Enterprises Are Designed for Smart City Innovation

It is municipalities and their residents who will benefit from Smart City technologies, but to ensure that their benefits are well worth the considerable investment, these technologies can and should be developed by private businesses.

With far fewer procedural hurdles and greater risk tolerances, enterprises tend to innovate much more rapidly than governmental institutions. Corporate leadership tends to be centralized, with the CEO in full control of the company’s direction. Of course, they’re still subject to laws and regulations, but they don’t need to deal with nearly the same amount of bureaucratic red tape that, say, a mayor would.

This relative freedom is critical in the case of smart city innovation, where ideas need to be tested, executed, and at times, scrapped quickly in order to develop a working solution. A “fail fast” mentality is fairly useless if you don’t have the authority or agility to actually fail.

Strong regulatory oversight as well as the decentralized nature of decision-making in municipal government represent natural barriers to comprehensive digital transformation in the public sector. Procurement of new technology is often done at a departmental level — the water department will purchase tech from one vendor, the department of transportation from another, and so on. But this disjointed adoption and implementation process make it challenging to create the fully integrated and interoperable platforms needed to develop a truly Smart City.

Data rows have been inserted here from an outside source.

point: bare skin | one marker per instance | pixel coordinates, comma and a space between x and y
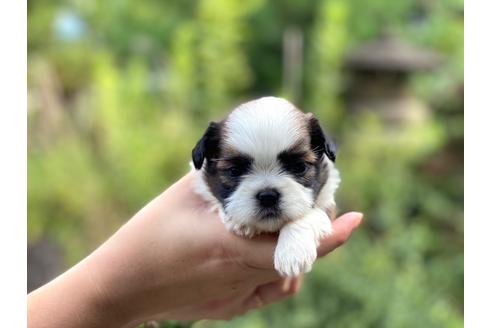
173, 260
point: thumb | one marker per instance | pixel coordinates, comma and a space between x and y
342, 230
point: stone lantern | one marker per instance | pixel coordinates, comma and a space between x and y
378, 74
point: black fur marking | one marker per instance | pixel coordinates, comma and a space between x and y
315, 175
208, 146
223, 175
320, 141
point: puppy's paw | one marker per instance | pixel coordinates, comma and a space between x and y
240, 229
292, 259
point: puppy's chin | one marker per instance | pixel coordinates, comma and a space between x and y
243, 215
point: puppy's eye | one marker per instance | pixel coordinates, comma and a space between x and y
298, 168
234, 171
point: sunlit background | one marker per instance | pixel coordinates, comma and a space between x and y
119, 91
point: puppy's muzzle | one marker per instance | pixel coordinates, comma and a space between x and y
268, 198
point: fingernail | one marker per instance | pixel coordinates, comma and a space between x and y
360, 216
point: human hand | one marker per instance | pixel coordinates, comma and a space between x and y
175, 260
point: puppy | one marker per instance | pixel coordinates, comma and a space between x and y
269, 167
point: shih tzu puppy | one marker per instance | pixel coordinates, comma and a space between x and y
269, 167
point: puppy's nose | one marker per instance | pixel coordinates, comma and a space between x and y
268, 197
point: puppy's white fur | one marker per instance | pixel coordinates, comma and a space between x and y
262, 129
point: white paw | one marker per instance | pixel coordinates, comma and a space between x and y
292, 259
240, 229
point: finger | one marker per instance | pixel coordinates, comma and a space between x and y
342, 230
273, 292
261, 248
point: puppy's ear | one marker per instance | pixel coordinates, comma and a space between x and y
320, 141
207, 146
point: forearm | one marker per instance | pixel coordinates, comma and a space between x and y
72, 300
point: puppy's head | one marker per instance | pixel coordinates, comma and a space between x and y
266, 163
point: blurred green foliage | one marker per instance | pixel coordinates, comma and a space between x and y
119, 92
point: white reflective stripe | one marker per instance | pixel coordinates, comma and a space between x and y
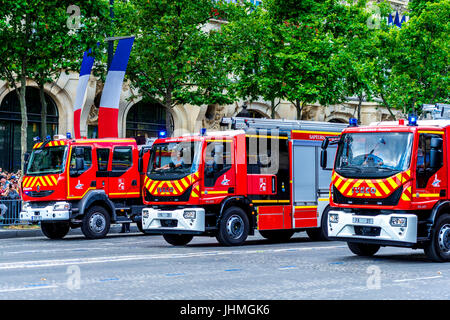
112, 90
81, 91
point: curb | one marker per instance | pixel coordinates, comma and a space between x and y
8, 234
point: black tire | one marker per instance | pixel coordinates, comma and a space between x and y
178, 239
277, 235
55, 230
363, 249
320, 234
438, 248
96, 223
234, 227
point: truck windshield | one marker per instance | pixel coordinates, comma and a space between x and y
175, 160
373, 154
48, 160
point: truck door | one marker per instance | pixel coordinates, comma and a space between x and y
219, 173
102, 169
431, 184
305, 184
80, 181
123, 177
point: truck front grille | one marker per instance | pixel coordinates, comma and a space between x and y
169, 223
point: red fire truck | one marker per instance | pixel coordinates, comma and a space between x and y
390, 186
87, 183
263, 174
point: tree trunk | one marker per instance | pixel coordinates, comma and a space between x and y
23, 111
272, 109
359, 108
43, 111
298, 108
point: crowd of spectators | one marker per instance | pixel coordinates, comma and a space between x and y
9, 185
9, 190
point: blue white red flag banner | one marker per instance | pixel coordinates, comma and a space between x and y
85, 73
109, 103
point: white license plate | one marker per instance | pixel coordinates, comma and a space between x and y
363, 220
36, 218
164, 214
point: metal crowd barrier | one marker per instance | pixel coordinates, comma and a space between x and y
10, 212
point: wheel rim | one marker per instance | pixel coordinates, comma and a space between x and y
97, 222
235, 227
444, 239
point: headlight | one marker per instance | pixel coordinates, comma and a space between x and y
64, 206
398, 222
25, 206
189, 214
333, 218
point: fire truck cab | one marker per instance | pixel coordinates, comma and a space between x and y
390, 187
262, 174
87, 183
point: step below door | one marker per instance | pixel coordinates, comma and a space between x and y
304, 184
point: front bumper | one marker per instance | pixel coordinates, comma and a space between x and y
47, 213
173, 221
374, 229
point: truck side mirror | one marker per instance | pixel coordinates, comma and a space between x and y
436, 153
323, 159
79, 164
79, 152
26, 157
325, 143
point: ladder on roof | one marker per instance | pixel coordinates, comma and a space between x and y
283, 125
436, 111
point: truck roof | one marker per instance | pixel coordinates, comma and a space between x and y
442, 123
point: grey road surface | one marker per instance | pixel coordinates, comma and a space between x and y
135, 266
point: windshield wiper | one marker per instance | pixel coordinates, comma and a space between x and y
349, 168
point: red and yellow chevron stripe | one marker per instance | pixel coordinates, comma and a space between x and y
54, 143
373, 188
196, 191
43, 181
170, 187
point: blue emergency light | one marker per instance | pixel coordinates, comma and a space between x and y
353, 122
412, 120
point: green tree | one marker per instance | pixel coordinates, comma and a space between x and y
175, 60
62, 41
417, 65
253, 55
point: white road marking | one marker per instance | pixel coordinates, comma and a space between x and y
27, 288
416, 279
78, 261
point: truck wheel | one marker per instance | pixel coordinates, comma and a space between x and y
178, 239
96, 223
277, 235
438, 248
55, 230
233, 228
363, 249
320, 234
139, 225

Industry 4.0 has had to work these kinks out for themselves — IT directors have been solving interdepartmental misalignment for years in the private sector, whereas cities are only just starting to hire CIOs and CTOs. Even more than the specific innovations developed by agile enterprises in the private sector, it’s this interdepartmental alignment that city halls can and must borrow if they’re to evolve into the “city 4.0” of the future.

 

 

Eliminating Information Silos With Flexible Smart City Platforms

Just as Industry 4.0 has been powered both by discrete technologies and the platforms that connect them, city governments must ensure that the systems they implement form an interconnected whole. Collaboration between the public and private sectors in the form of public-private partnerships (PPPs) will be crucial. Drawing on the organizational structure of private enterprises when it comes to technological solutions — while challenging, given the inherent constraints of government — should help as well. But choosing the right platform on which to build smart city solutions will constitute the critical decision that finally makes or breaks these efforts.

As is usually the case, we’ll likely see governments seizing opportunities to capitalize on innovations developed in the private sector. Cities looking to get ahead of the curve should recognize that enterprises will have to do most of the heavy lifting when it comes to, for example, hardware development. Getting out ahead of the private sector on their own in this regard is not practical for most cities.

Where cities can (and must) invest their time and resources, however, is in building interoperable applications that can both deliver tailored solutions to specific problems (i.e. energy efficiency) and have the integrative capabilities to align with the “smart city” infrastructure as a whole. Only flexible, purpose-built platforms can achieve this dual directive and propel urban infrastructure into a new era.